###BREAKING CHANGE### affecting truncated BPTT

Oct 9, 2015 at 7:28 PM
Hi, there has been a change in the latest version in truncated BPTT. One must now define the Truncated parameter in an outer level where both the reader and SGD can see it. If not, SGD will incorrectly scale the learning rate per minibatch. For example as shown below.

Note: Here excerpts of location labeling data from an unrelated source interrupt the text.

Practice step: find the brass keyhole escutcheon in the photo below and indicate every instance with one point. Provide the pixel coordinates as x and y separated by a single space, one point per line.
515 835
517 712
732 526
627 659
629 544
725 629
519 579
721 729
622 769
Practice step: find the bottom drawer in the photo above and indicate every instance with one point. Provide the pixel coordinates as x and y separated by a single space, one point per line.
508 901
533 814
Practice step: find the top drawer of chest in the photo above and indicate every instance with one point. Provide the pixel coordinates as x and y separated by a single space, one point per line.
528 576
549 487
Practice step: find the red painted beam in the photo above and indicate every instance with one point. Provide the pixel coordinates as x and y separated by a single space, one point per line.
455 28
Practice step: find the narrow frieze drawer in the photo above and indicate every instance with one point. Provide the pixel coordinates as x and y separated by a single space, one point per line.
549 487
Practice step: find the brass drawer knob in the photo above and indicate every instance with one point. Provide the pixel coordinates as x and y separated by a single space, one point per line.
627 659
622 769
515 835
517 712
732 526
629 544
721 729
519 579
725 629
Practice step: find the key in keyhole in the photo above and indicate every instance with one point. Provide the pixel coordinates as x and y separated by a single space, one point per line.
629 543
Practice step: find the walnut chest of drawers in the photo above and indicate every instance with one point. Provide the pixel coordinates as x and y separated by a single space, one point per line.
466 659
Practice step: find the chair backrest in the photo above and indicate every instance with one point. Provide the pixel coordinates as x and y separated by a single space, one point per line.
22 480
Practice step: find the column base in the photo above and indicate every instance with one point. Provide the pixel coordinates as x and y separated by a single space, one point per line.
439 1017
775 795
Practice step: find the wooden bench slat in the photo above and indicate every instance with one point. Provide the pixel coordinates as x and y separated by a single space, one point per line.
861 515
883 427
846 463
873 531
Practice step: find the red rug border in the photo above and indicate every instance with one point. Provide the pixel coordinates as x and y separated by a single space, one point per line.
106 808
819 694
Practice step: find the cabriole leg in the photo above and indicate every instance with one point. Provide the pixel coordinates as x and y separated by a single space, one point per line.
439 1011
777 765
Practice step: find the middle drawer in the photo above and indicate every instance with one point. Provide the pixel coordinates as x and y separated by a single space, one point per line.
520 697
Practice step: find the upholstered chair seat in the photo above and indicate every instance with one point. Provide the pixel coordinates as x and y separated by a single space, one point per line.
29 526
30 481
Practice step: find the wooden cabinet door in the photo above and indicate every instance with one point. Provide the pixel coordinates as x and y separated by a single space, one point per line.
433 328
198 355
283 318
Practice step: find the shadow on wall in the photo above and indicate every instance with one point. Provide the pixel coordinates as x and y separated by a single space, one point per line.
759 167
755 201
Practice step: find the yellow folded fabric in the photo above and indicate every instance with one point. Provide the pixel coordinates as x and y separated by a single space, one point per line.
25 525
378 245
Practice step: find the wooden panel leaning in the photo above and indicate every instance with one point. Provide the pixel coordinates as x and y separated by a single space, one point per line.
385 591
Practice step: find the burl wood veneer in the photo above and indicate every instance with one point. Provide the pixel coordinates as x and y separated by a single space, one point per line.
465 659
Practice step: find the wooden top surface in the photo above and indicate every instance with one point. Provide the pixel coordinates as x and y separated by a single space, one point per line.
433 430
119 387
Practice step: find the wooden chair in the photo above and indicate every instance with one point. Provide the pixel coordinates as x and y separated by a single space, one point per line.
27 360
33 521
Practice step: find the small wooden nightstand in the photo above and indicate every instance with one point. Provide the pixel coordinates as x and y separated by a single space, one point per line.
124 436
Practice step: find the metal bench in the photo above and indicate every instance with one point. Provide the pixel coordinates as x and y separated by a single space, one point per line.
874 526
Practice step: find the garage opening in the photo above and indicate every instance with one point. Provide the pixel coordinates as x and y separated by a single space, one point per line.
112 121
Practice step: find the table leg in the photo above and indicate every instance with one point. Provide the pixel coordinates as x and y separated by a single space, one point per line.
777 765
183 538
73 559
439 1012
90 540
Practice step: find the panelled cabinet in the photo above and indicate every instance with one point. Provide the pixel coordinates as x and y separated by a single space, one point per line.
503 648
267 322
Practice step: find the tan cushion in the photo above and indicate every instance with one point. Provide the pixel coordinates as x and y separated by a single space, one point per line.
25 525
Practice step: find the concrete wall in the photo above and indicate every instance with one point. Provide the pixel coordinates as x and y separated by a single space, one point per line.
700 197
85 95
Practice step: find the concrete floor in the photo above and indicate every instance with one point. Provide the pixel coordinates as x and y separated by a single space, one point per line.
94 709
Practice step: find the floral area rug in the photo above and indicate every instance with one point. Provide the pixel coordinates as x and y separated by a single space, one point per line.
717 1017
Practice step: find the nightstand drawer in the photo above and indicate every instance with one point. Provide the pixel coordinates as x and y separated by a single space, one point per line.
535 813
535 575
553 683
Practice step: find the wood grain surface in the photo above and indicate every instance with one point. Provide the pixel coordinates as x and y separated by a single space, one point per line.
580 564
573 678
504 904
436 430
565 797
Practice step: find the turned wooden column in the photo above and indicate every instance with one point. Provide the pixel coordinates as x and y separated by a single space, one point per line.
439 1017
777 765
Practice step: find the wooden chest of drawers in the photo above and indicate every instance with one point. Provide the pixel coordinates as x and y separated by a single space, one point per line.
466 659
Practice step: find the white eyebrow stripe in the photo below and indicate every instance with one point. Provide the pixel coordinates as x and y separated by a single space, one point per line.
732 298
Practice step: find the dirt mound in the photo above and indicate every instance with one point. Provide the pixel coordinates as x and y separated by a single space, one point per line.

The need for this change was caused by the incorrect overloaded use of the mbsize parameter, which in truncated mode really specifies the truncation size, whereas the minibatch size (=#samples between model updates) is equal to (truncation size * number of parallel sequences). SGD must know the Truncated flag as well to be able to correctly determine the true MB size.

Thanks,

Frank
precision=float
command=speechTrain
deviceId=$DeviceId$

parallelTrain=false

frameMode=false
#############
Truncated=true   #### <== put it out here, not inside the reader
#############

speechTrain=[
  action=train
  modelPath=$RunDir$/models/cntkSpeech.dnn
  deviceId=$DeviceId$
  traceLevel=1

  NDLNetworkBuilder=[
      networkDescription=$NDLDir$/lstmp-3layer_WithSelfStab.ndl
  ]    

  SGD=[
      epochSize=20480
      minibatchSize=20
      learningRatesPerMB=0.5
      numMBsToShowResult=10
      momentumPerMB=0:0.9
      maxEpochs=4
      keepCheckPointFiles=true       
  ]
  reader=[
    readerType=HTKMLFReader
    readMethod=blockRandomize
    miniBatchMode=Partial
    nbruttsineachrecurrentiter=32
    randomize=Auto
    verbosity=0
    features=[
        dim=363
        type=Real
        scpFile=$DataDir$/glob_0000.scp
    ]

    labels=[
        mlfFile=$DataDir$/glob_0000.mlf
        labelMappingFile=$DataDir$/state.list

        labelDim=132
        labelType=Category
    ]
  ]
]